OXFORD, Miss., Aug. 14, 2014 (GLOBE NEWSWIRE) -- via PRWEB - Despite continued signs of moderation in home price appreciation, the latest FNC Residential Price Index(TM) (RPI) shows that U.S. home prices were up another 0.8% from May to June and 2.3% throughout the second quarter. Constructed to gauge the price movement among normal home sales by excluding distressed properties, the index's year-over-year growth continues to decelerate as widely expected: down to 8.0% from its fastest acceleration of 9.4% in February 2014.
Encouraging job growth and favorable mortgage rates have contributed to a rising demand for housing. July home prices are expected to continue to trend upward. As mortgage defaults and foreclosure starts continue to fall to record lows, foreclosure sales as of July have dropped to 10.5% of total existing home sales--the lowest rate since October 2007. Conditions in the for-sale markets continue to be favorable: July's asking price discount averages only about 2.0% and median time-on-market, 90 days.
FNC's RPI is the mortgage industry's first hedonic price index built on a comprehensive database that blends public records of residential sales prices with real-time appraisals of property and neighborhood attributes. As a gauge of underlying home values, the RPI excludes final sales of REO and foreclosed homes, which are frequently sold with large price discounts, likely reflecting poor property conditions.
Based on recorded sales of non-distressed properties (existing and new homes) in the 100 largest metropolitan areas, the FNC national composite index shows that June home prices rose at a seasonally unadjusted rate of 0.8% following a strong uptick in May. The two narrower indices (30- and 10-MSA composites) show similar rises in the nation's top housing markets, up 0.8% and 0.9% respectively. On a quarterly basis, the indices increased faster during the second quarter than the first. On a year-over-year basis, the indices continue to exhibit moderate growth.
Sacramento, New York, and Charlotte show the largest price gains during the month at 1.9%, 1.7%, and 1.7% respectively. This is the second consecutive month that Sacramento and Charlotte are seeing a sizeable month-to-month price increase. Prices were up from May to June in most markets, although a few MSAs -- including Washington D.C., Phoenix, St. Antonio, and St. Louis -- showed a negative month-to-month change. The quarterly trends likewise vary mostly from flat to moderate, led by Sacramento, Charlotte, Riverside-CA, and Miami where home prices are up more than 5.0% during the second quarter.

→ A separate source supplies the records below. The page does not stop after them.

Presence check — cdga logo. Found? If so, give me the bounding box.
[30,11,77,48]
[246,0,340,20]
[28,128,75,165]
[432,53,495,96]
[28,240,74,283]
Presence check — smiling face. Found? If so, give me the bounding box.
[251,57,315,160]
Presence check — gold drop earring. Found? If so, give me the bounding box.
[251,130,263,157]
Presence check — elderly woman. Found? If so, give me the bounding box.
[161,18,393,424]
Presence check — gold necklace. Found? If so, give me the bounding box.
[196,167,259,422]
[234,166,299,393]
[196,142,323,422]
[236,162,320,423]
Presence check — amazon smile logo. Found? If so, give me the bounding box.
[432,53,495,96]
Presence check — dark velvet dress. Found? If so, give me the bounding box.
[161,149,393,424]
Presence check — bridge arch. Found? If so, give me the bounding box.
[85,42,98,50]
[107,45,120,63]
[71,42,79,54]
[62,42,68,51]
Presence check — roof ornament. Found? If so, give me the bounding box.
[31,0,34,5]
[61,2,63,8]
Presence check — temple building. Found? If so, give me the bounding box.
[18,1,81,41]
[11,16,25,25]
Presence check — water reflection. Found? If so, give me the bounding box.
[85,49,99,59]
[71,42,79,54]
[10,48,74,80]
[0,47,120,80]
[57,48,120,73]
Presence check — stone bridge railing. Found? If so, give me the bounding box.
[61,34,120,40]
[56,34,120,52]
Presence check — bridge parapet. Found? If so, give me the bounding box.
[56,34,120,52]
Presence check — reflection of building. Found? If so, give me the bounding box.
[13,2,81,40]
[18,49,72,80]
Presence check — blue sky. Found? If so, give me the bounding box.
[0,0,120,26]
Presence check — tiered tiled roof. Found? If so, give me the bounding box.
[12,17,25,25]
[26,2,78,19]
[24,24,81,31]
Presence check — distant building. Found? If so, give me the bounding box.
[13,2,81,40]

On a year-over-year basis, nearly a dozen cities, led again by Sacramento, Riverside, and Miami, continue to show double-digit price gains amid a notable slowdown in the annual rate of price appreciation across much of the country. The Cincinnati, St. Louis, and Cleveland markets largely remain an outlier and their latest numbers (from June) continue to point to weakening prices year over year.